El ataque de Hamás del 7 de octubre y la guerra de Gaza han situado de nuevo estas ideas en primer plano. Brotan solo en pensar en la salida de la guerra y en la reconstrucción de la Franja. ¿Hay que tolerar la matanza y la destrucción de Gaza, la expulsión de sus habitantes y luego una nueva colonización israelí? Según José María Aznar, no hay que reconocer el Estado palestino porque no existe, cuando precisamente es necesario reconocerlo porque no existe, para que exista y porque Netanyahu impide que exista. Es a la vez premisa para la paz e incentivo para alcanzarla, en vez del premio final y resultado de la hasta ahora fracasada negociación bilateral entre israelíes y palestinos. Hay además una razón estratégica acorde con el mejor sionismo. Visto el vecindario, seguro que el Estado palestino no basta para pacificar Oriente Próximo, pero sin Estado palestino no hay forma de que Israel consiga la seguridad, el reconocimiento de sus fronteras y la integración pacífica en la región que merece.

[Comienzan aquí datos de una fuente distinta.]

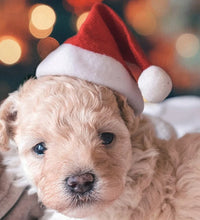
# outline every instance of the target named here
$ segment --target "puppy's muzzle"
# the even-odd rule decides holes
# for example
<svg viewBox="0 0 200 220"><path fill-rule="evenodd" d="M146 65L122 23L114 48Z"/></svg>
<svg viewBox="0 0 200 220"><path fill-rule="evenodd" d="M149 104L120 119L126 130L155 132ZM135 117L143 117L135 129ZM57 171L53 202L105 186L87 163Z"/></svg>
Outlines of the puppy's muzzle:
<svg viewBox="0 0 200 220"><path fill-rule="evenodd" d="M84 194L93 189L95 176L92 173L84 173L70 176L65 181L66 187L71 193Z"/></svg>

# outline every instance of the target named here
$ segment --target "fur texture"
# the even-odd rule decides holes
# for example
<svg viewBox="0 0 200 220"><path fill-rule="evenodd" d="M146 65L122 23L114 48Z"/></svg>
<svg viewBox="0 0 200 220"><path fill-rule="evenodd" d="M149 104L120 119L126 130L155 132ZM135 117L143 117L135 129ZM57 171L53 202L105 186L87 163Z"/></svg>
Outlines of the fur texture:
<svg viewBox="0 0 200 220"><path fill-rule="evenodd" d="M199 220L200 135L157 138L112 90L71 77L27 81L0 108L0 146L18 184L51 209L43 219ZM100 134L115 134L109 146ZM33 147L45 143L44 155ZM7 156L6 156L7 155ZM94 189L73 196L66 177L92 172Z"/></svg>

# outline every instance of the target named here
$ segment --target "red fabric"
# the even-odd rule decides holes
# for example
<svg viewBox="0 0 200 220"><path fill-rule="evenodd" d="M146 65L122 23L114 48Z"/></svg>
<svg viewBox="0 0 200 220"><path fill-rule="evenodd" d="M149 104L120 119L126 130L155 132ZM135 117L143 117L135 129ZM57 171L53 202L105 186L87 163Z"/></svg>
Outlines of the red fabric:
<svg viewBox="0 0 200 220"><path fill-rule="evenodd" d="M65 43L113 57L130 73L126 62L138 65L141 70L150 66L139 44L121 18L102 3L92 7L78 34L66 40ZM138 78L134 73L132 74L135 79Z"/></svg>

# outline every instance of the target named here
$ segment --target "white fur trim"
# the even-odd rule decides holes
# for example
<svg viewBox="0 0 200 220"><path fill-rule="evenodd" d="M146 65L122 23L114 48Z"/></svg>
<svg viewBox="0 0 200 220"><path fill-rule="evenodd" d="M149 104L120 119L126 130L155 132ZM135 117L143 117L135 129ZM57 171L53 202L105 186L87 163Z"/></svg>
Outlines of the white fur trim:
<svg viewBox="0 0 200 220"><path fill-rule="evenodd" d="M172 81L163 69L150 66L140 75L138 86L148 102L161 102L169 95Z"/></svg>
<svg viewBox="0 0 200 220"><path fill-rule="evenodd" d="M36 76L46 75L74 76L104 85L125 95L136 114L143 110L143 98L137 83L112 57L62 44L39 64Z"/></svg>

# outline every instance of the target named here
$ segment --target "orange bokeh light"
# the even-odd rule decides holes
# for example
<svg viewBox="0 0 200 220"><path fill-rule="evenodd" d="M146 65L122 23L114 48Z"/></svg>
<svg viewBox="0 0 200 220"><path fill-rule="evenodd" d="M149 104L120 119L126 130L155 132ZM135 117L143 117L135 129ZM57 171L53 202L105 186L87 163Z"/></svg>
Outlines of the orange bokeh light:
<svg viewBox="0 0 200 220"><path fill-rule="evenodd" d="M21 55L21 45L15 38L11 36L4 36L0 39L1 62L7 65L13 65L19 61Z"/></svg>
<svg viewBox="0 0 200 220"><path fill-rule="evenodd" d="M81 14L76 21L76 28L77 30L80 29L81 25L84 23L84 21L86 20L87 16L88 16L89 12L84 12L83 14Z"/></svg>

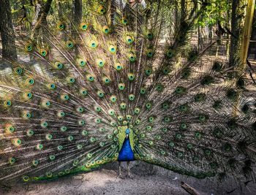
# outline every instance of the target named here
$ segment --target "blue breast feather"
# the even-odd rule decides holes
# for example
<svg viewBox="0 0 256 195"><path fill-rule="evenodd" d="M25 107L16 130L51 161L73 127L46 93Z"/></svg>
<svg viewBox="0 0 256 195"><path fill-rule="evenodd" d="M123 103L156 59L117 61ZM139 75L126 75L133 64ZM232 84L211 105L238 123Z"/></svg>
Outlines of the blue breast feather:
<svg viewBox="0 0 256 195"><path fill-rule="evenodd" d="M129 139L125 138L123 146L118 154L118 161L135 161L135 156L132 152L131 145L129 144Z"/></svg>

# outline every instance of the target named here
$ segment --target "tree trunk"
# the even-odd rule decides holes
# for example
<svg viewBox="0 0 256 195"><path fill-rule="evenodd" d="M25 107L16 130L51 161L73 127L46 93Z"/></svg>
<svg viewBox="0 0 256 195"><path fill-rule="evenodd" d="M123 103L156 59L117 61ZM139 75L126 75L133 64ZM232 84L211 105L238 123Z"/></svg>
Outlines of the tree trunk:
<svg viewBox="0 0 256 195"><path fill-rule="evenodd" d="M78 25L82 20L82 0L74 0L74 22Z"/></svg>
<svg viewBox="0 0 256 195"><path fill-rule="evenodd" d="M37 36L38 31L40 28L40 26L42 25L42 26L47 25L46 17L50 11L52 1L53 0L47 0L46 3L43 6L42 6L42 8L40 8L39 11L37 23L35 23L32 29L32 34L31 34L32 39L34 38L34 35ZM41 2L40 4L42 4L42 2Z"/></svg>
<svg viewBox="0 0 256 195"><path fill-rule="evenodd" d="M17 59L11 7L9 0L1 0L0 6L0 32L2 44L2 58Z"/></svg>
<svg viewBox="0 0 256 195"><path fill-rule="evenodd" d="M239 4L241 0L232 1L232 12L231 12L231 32L237 38L231 36L230 47L230 66L234 65L236 59L237 59L239 53L239 37L241 37L240 20L238 18L238 11L239 9Z"/></svg>

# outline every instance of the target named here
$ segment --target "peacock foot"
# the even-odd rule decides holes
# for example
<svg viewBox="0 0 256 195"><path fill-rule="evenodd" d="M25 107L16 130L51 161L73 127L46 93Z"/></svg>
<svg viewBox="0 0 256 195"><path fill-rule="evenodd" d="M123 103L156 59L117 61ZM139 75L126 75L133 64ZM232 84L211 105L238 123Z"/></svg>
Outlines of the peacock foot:
<svg viewBox="0 0 256 195"><path fill-rule="evenodd" d="M133 177L129 173L127 175L127 178L133 180Z"/></svg>
<svg viewBox="0 0 256 195"><path fill-rule="evenodd" d="M117 177L116 178L121 178L121 179L124 179L124 177L123 177L123 175L120 173Z"/></svg>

Ehud Olmert, el ex primer ministro de Israel que más cerca ha estado de la paz, ha advertido en el diario Haaretz del pasado 11 de mayo del peligro que significa un Israel aislado internacionalmente. Si Naciones Unidas reconoce a Palestina (‘¡Dios no lo quiera!’, exclama en su artículo), los palestinos verán reconocidas también las fronteras anteriores a la Guerra de los Seis Días (1967) e Israel perderá la posibilidad de legalizar en una negociación bilateral parte de los territorios ahora ocupados del Golán, Cisjordania, Gaza y, todavía más grave, Jerusalén Este. Para que haya paz y seguridad para todos entre el río y el mar, Palestina necesita un Estado propio, al igual que ya lo tiene Israel. Reconocerlo ahora es llamar a que callen las armas y se abran lo antes posible las conversaciones de paz.